中袋(内袋)の書き方には明確な形式が存在します。表面の中央には包んだ金額を、旧字体の漢数字(大字)で縦書きするのが正式なマナーです。
【金額の漢数字表記例】
・5,000円 = 金 伍阡圓(または 金 五千円)
・10,000円 = 金 壱萬圓
・30,000円 = 金 参萬圓
・50,000円 = 金 伍萬圓
・100,000円 = 金 拾萬圓
中袋の裏面左下には、郵便番号、住所、氏名を漏れなく縦書きで記入します。遺族が後から香典帳を整理し、香典返しを手配する際に極めて重要な情報となるため、略さず正確に記載してください。
【関係性別】香典・御霊前の金額相場一覧と避けるべき「忌み数」
香典の金額は、故人との血縁関係や生前の付き合いの深さ、参列者の年齢によって変動します。少なすぎるのは失礼にあたりますが、相場から突出して高額すぎる金額も遺族にお返しの負担を強いるため望ましくありません。
【関係性別の金額相場目安】
・両親:5万円〜10万円
・兄弟・姉妹:3万円〜5万円
・祖父母:1万円〜3万円
・おじ・おば(叔父・叔母):1万円〜3万円
・友人・知人:5,000円〜1万円
・職場の同僚・上司・部下:5,000円〜1万円
・近所付き合い:3,000円〜5,000円
金額を設定する際は、「死」を連想させる4や、「苦」を連想させる9といった忌み数を避けるのが鉄則です。また、割り切れる偶数(2万円や4万円など)は「縁が切れる」として避けられる傾向がありましたが、2万円に関しては近年「2枚の1万円札」として容認されるケースも増えています。迷った場合は奇数の金額(3万円など)を選ぶと安心です。
「御霊前」と「御仏前」の違いとは?浄土真宗で御霊前を使わない宗教的背景
香典袋の表書きで最も間違いやすいのが「御霊前」と「御仏前」の使い分けです。一般的な仏教(仏式)の教義では、亡くなった人は四十九日法要までは「霊」として存在し、四十九日を経て成仏して「仏」になるとされています。そのため、通夜や葬儀・告別式では「御霊前」、四十九日法要以降は「御仏前」を用いるのが原則です。
日本で信徒数が多い浄土真宗においては「御霊前」を使用しないという明確な理由があります。浄土真宗の教え(往生即成仏)では、亡くなった瞬間に阿弥陀如来の導きによって極楽浄土へ往生し、即座に仏になると考えられているためです。したがって、浄土真宗では通夜・葬儀の段階から「御仏前」または「御香典」と書くのが作法となります。

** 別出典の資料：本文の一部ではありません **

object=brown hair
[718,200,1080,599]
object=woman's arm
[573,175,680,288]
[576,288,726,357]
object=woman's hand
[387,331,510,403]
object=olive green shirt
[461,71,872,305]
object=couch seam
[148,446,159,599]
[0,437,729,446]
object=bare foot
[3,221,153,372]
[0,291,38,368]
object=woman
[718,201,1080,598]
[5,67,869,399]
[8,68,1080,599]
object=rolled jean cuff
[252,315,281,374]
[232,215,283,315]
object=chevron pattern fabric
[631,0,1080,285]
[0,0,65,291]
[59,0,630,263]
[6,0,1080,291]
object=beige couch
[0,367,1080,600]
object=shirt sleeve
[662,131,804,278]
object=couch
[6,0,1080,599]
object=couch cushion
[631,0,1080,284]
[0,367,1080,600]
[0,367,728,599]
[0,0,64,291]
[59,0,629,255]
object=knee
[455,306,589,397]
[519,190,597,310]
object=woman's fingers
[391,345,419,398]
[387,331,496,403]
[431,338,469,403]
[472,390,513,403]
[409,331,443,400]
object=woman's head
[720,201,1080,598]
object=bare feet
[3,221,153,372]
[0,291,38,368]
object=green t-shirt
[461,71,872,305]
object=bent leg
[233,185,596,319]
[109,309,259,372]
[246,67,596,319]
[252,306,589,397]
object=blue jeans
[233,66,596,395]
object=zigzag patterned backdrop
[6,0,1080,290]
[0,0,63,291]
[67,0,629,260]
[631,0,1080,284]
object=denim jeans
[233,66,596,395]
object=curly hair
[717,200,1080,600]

相手の宗派が事前に分からない場合は、宗教・宗派を問わず汎用的に使用できる「御香料」や「御香典」の表書きを選べば失礼になりません。なお、神式では「御神前」「御玉串料」、キリスト教式では「お花料」などが用いられます。
外袋の折り方と袱紗(ふくさ)の包み方・渡し方のマナー
お金を入れた中袋を外袋(上包み)で包む際にも、絶対に間違えてはならない重要ポイントがあります。それは「背面の折り返しは、上側を下に被せる」という点です。
ご祝儀(慶事)では「喜びを受け止める」という意味で下側を上に被せますが、不祝儀(弔事)では「悲しみを流す・頭を垂れる」という意味を込めて、上側の折り返しを最後に重ねて下に向けるのが正解です。この上下を誤ると、弔事の場で祝い事の包み方をしてしまう致命的なマナー違反となります。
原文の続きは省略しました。